Выбрать главу

Идея неизбежности катастроф пронизывала не только космогоническую поэзию Боброва — на ней строится и его политическая лирика. Не случайно Бобров так упорно возвращался к теме убийства Павла I.

Бобров соединяет, однако, не только различные смысловые системы, но и элементы несоединимых стилистических пластов. Сближение одушевленного (и одухотворенного) с неодушевленным, отвлеченно-абстрактного с картинно-вещественным делает его во многом учеником Державина.

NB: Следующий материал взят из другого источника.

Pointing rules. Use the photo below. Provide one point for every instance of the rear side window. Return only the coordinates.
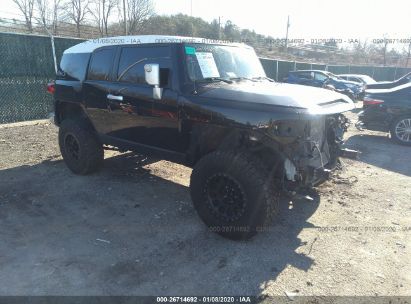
(73, 66)
(100, 64)
(133, 59)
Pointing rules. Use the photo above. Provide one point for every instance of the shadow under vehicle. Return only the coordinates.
(207, 105)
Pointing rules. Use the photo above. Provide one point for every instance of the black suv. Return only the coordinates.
(204, 104)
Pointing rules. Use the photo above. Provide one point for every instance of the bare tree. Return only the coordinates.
(77, 10)
(408, 55)
(101, 11)
(49, 13)
(138, 11)
(26, 7)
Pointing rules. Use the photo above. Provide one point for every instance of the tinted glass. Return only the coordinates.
(73, 66)
(100, 64)
(221, 61)
(133, 60)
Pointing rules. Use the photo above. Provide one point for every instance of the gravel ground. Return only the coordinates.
(130, 229)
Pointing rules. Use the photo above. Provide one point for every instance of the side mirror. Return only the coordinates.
(152, 76)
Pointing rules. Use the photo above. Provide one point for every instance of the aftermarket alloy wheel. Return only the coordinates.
(401, 130)
(80, 147)
(233, 194)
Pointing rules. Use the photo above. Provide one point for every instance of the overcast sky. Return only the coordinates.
(310, 19)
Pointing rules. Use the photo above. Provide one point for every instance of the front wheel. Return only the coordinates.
(401, 130)
(233, 194)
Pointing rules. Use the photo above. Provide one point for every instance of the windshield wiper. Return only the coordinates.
(215, 79)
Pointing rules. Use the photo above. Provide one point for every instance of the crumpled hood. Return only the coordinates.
(314, 100)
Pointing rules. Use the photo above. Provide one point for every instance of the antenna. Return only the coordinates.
(286, 34)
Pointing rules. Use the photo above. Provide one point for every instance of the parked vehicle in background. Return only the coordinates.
(325, 79)
(388, 110)
(207, 105)
(390, 84)
(359, 78)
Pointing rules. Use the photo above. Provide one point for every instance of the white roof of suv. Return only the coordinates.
(90, 45)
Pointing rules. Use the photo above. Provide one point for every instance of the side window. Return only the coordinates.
(100, 64)
(304, 75)
(133, 60)
(320, 77)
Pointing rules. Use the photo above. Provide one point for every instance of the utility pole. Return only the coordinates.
(125, 18)
(286, 34)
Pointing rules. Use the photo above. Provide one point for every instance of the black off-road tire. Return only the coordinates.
(255, 190)
(395, 136)
(89, 155)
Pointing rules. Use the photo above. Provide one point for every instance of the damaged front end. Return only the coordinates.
(311, 146)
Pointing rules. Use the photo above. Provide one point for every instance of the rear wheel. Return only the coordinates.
(401, 130)
(80, 147)
(233, 194)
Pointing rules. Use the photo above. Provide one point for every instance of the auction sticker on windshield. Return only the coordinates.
(207, 64)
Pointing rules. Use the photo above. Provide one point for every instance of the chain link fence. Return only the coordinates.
(27, 65)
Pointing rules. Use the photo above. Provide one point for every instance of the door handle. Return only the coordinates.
(115, 97)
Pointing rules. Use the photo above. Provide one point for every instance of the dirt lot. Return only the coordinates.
(130, 229)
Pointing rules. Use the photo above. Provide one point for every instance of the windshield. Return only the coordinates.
(206, 61)
(331, 75)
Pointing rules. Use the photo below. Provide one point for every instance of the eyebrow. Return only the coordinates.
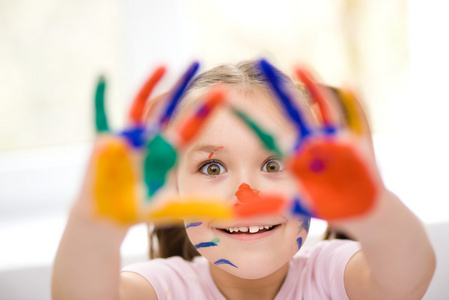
(209, 149)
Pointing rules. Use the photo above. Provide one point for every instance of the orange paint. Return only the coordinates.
(137, 108)
(115, 182)
(194, 123)
(335, 178)
(253, 204)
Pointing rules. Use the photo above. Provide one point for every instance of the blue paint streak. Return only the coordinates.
(306, 224)
(299, 209)
(205, 245)
(276, 84)
(299, 241)
(193, 224)
(176, 96)
(224, 261)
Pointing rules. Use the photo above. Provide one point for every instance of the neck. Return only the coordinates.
(236, 288)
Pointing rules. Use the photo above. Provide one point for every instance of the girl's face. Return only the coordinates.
(225, 155)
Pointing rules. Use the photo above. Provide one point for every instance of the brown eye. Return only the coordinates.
(212, 169)
(272, 166)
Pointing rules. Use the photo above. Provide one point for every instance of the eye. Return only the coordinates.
(212, 168)
(272, 166)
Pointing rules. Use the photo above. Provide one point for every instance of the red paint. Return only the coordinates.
(136, 111)
(317, 94)
(335, 178)
(212, 153)
(253, 204)
(194, 123)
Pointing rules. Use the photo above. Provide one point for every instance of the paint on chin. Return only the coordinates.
(207, 244)
(193, 224)
(224, 261)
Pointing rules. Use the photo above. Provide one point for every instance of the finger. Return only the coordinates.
(137, 108)
(115, 181)
(101, 122)
(161, 157)
(177, 93)
(195, 122)
(267, 140)
(319, 95)
(277, 85)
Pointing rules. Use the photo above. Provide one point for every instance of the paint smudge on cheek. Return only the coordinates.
(207, 244)
(193, 224)
(224, 261)
(299, 242)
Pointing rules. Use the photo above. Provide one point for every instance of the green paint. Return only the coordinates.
(160, 158)
(101, 121)
(266, 138)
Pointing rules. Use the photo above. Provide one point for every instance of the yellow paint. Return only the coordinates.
(349, 102)
(115, 182)
(190, 208)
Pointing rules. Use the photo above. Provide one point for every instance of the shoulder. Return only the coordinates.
(190, 278)
(320, 270)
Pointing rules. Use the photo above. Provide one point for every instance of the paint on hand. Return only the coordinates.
(212, 153)
(177, 93)
(343, 188)
(267, 140)
(101, 121)
(350, 106)
(224, 261)
(252, 204)
(115, 182)
(299, 242)
(191, 208)
(277, 85)
(317, 94)
(192, 126)
(207, 244)
(137, 108)
(160, 159)
(193, 224)
(305, 225)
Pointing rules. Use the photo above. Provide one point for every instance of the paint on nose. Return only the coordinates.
(246, 194)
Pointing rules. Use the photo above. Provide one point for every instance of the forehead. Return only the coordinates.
(224, 127)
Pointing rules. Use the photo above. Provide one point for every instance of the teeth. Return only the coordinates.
(251, 229)
(244, 229)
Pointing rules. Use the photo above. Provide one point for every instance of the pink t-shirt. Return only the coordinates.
(314, 273)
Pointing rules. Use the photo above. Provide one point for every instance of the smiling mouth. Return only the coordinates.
(249, 229)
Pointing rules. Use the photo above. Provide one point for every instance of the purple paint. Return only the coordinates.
(224, 261)
(207, 244)
(299, 242)
(193, 224)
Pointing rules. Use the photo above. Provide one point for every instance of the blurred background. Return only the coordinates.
(393, 52)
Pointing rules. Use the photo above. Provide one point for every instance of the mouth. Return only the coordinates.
(249, 229)
(248, 232)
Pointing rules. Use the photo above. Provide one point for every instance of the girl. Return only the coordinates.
(249, 258)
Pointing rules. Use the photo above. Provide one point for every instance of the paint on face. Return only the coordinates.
(193, 224)
(299, 242)
(224, 261)
(207, 244)
(252, 204)
(212, 153)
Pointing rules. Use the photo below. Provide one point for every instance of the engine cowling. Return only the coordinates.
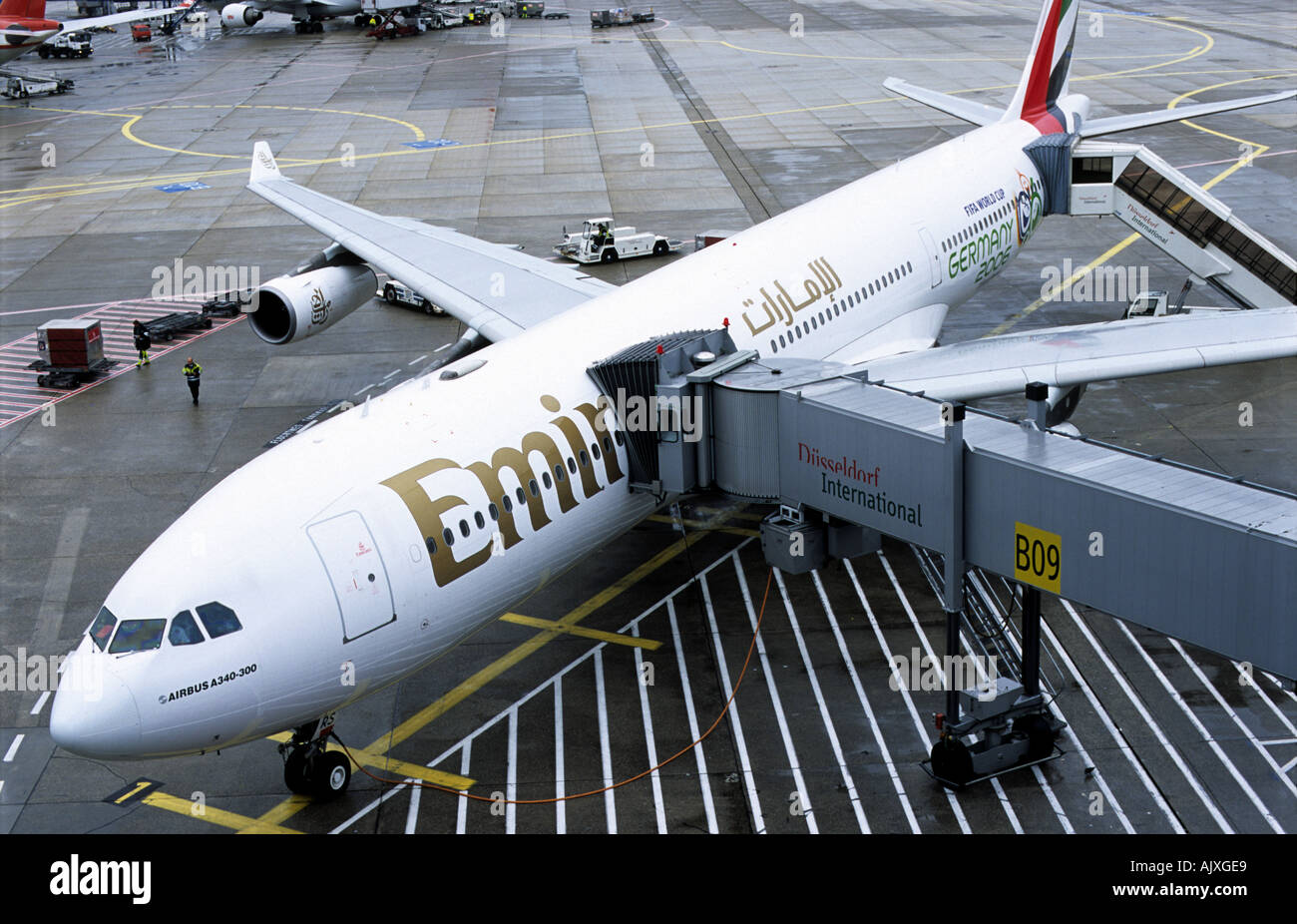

Мы сузили бы значение Боброва, отведя ему место только в ряду предшественников «Беседы»: развиваясь параллельно исканиям Державина и Радищева (известно сочувственное внимание последнего к поэзии Боброва), его творчество, через Дмитриева-Мамонова, Кюхельбекера, вело к Шевыреву, в определенной мере — Баратынскому, «поэтам мысли» 1830–1840-х годов.

Как мы видели, истоки поэзии «Беседы» были многообразны и не сводились к какой-либо единой формуле. И все же для современников «Беседа» не была формальным объединением поэтов и критиков, собиравшихся «по разрядам» в державинском доме на Фонтанке. Объединяющим было программное требование создания национальной культуры. Требование это не было изобретением Шишкова и не составляло его монополии: с разных позиций к этой же проблеме обращались и деятели Просвещения, и карамзинисты, и, в дальнейшем, романтики. Однако именно Шишков в своих наступательных, агрессивных, часто переходящих в политический донос писаниях придал ей характер первостепенного общественного вопроса.

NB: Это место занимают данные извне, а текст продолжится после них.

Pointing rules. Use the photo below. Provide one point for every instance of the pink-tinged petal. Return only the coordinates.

Сложность позиции Шишкова была в том, что и сам он, и его противники доказывали, что он архаист, защитник старины, который стремится вернуть Русь к прошлому. На самом деле он был новатором-утопистом, который старины не знал, как не знал он ни церковных книг, ни старославянского языка. Его архаизированные неологизмы, конечно, не имели ничего общего с реальной историей русского языка. Реакционность же позиции Шишкова сообщала его писаниям определенный привкус, не только политический, но и моральный: всячески акцентируя свою оппозиционность (это придавало ему общественную значимость, на которую он не мог бы рассчитывать в качестве покорного царедворца, и, в известной мере, удовлетворяло безмерное честолюбие адмирала-литератора), он, однако, неизменно становился в полемике в неуязвимую позу официального патриотизма и первым в русской словесности стер грань между критикой и доносом.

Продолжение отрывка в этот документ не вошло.